The page navigation interactions are already supported by the system skill io.opencui.core.PageSelectable. You can customize the understanding behavior for the user's next page expression in io.opencui.core.NextPage, and for the user's previous page expression in io.opencui.core.PreviousPage.

For example, you could customize the understanding behavior for the next page expression by adding the phrase "show me more" or "continue" to the io.opencui.core.NextPage expression section.

Item picker

When there is a list of items, the bot should be able to understand selection expressions, which are used to select an item from the list.

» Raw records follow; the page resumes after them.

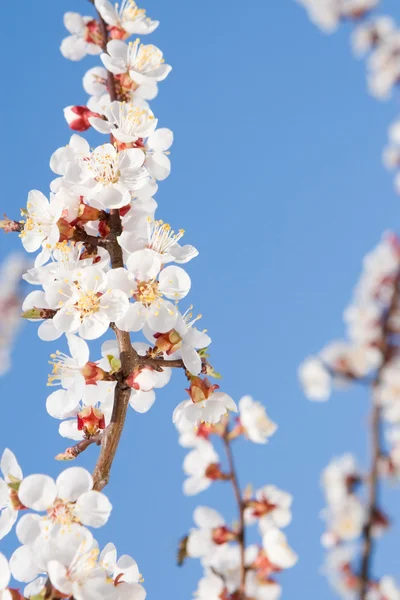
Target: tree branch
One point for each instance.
(241, 534)
(376, 450)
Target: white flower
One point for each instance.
(259, 589)
(271, 508)
(124, 572)
(93, 412)
(95, 84)
(152, 288)
(126, 16)
(80, 576)
(85, 37)
(161, 238)
(67, 500)
(354, 360)
(211, 533)
(142, 380)
(389, 589)
(345, 520)
(40, 227)
(65, 158)
(157, 146)
(181, 342)
(254, 420)
(384, 70)
(207, 410)
(10, 504)
(197, 465)
(108, 177)
(86, 305)
(338, 477)
(363, 322)
(126, 121)
(5, 577)
(277, 549)
(67, 370)
(315, 379)
(142, 62)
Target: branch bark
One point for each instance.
(368, 545)
(241, 534)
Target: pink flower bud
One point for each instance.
(91, 420)
(77, 117)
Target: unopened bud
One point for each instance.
(91, 420)
(77, 117)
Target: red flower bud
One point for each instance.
(77, 117)
(90, 420)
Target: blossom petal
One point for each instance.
(37, 492)
(72, 483)
(93, 509)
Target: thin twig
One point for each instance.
(241, 534)
(376, 450)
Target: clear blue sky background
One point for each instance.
(277, 179)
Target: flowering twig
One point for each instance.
(241, 532)
(376, 446)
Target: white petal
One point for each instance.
(28, 528)
(62, 404)
(174, 282)
(8, 516)
(207, 518)
(10, 466)
(93, 509)
(47, 332)
(79, 349)
(22, 565)
(72, 483)
(37, 492)
(5, 574)
(191, 359)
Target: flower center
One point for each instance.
(62, 365)
(147, 292)
(161, 237)
(62, 513)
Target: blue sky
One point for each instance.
(277, 179)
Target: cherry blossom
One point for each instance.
(86, 305)
(5, 577)
(10, 503)
(126, 121)
(254, 420)
(143, 63)
(85, 37)
(68, 499)
(126, 17)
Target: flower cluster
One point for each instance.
(105, 263)
(11, 272)
(370, 356)
(232, 567)
(57, 548)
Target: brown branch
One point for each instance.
(241, 534)
(376, 450)
(128, 356)
(74, 451)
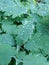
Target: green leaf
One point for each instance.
(12, 8)
(6, 39)
(36, 59)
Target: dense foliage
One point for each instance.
(24, 32)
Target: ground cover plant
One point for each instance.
(24, 32)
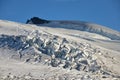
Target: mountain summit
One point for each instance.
(77, 25)
(58, 50)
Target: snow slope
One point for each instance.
(58, 50)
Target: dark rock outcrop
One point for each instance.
(36, 20)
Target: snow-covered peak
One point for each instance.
(79, 25)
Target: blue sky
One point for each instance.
(103, 12)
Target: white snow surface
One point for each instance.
(60, 50)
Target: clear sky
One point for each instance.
(103, 12)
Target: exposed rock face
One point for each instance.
(36, 20)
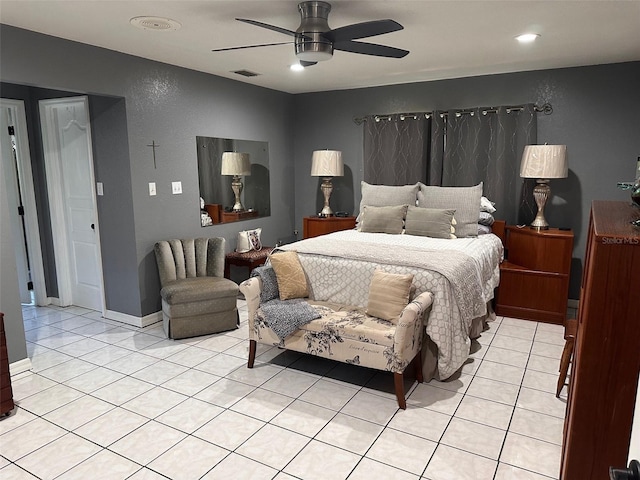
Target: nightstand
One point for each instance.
(315, 226)
(534, 278)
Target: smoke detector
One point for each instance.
(155, 23)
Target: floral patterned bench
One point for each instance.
(347, 334)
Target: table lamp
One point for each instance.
(326, 164)
(543, 162)
(236, 164)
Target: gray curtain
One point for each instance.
(485, 145)
(396, 149)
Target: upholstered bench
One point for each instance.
(346, 333)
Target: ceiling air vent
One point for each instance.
(246, 73)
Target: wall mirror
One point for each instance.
(218, 161)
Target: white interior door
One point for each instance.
(8, 151)
(70, 181)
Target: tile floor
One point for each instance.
(108, 401)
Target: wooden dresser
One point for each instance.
(604, 374)
(534, 279)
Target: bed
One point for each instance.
(462, 273)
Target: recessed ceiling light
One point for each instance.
(155, 23)
(527, 37)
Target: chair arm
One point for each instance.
(251, 289)
(408, 338)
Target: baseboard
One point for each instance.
(21, 366)
(133, 320)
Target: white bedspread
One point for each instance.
(461, 274)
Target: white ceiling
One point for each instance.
(447, 39)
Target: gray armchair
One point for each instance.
(196, 298)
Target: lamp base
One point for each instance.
(326, 188)
(541, 193)
(236, 186)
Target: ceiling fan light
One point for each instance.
(527, 37)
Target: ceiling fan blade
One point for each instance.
(362, 30)
(370, 49)
(269, 27)
(250, 46)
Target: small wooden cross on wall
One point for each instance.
(153, 145)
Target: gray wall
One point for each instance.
(168, 105)
(9, 291)
(595, 113)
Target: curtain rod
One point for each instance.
(546, 108)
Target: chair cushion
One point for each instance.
(198, 288)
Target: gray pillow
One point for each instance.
(386, 195)
(464, 200)
(383, 219)
(430, 222)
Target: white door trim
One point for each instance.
(28, 199)
(53, 164)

The following behaviors are already supported:

  • Index expressions: These refer to the item's position in the list per page. For example, the user could say "the first one" or "second" to select the first or second item in the list.

  • Names: These refer to the item's names. For example, the user could say "the red one" or "the hot one" to select the item that is red or hot.

  • Don't care expressions: These indicate that the user does not care about the specific item and is willing to accept any item in the list. For example, the user could say "don't care" or "anything will do" to select any item in the list.

These behaviors allow users to interact with the bot in a more natural way, and they can also help the system to better understand the user's intent.

Note

Customization of system skill will not only affect the current slot, but also the entire bot behaviors.

Best practice

If you are considering using value recommendations, there are a few things to keep in mind:

  • The recommendations should be relevant to the user's needs: The recommendations should be based on the user's current context, their past behavior, or their interests.

  • The recommendations should be accurate: The recommendations should be based on accurate data.

  • The recommendations should be up-to-date: The recommendations should be based on the latest data.

  • The recommendations should be personalized: The recommendations should be tailored to the individual user.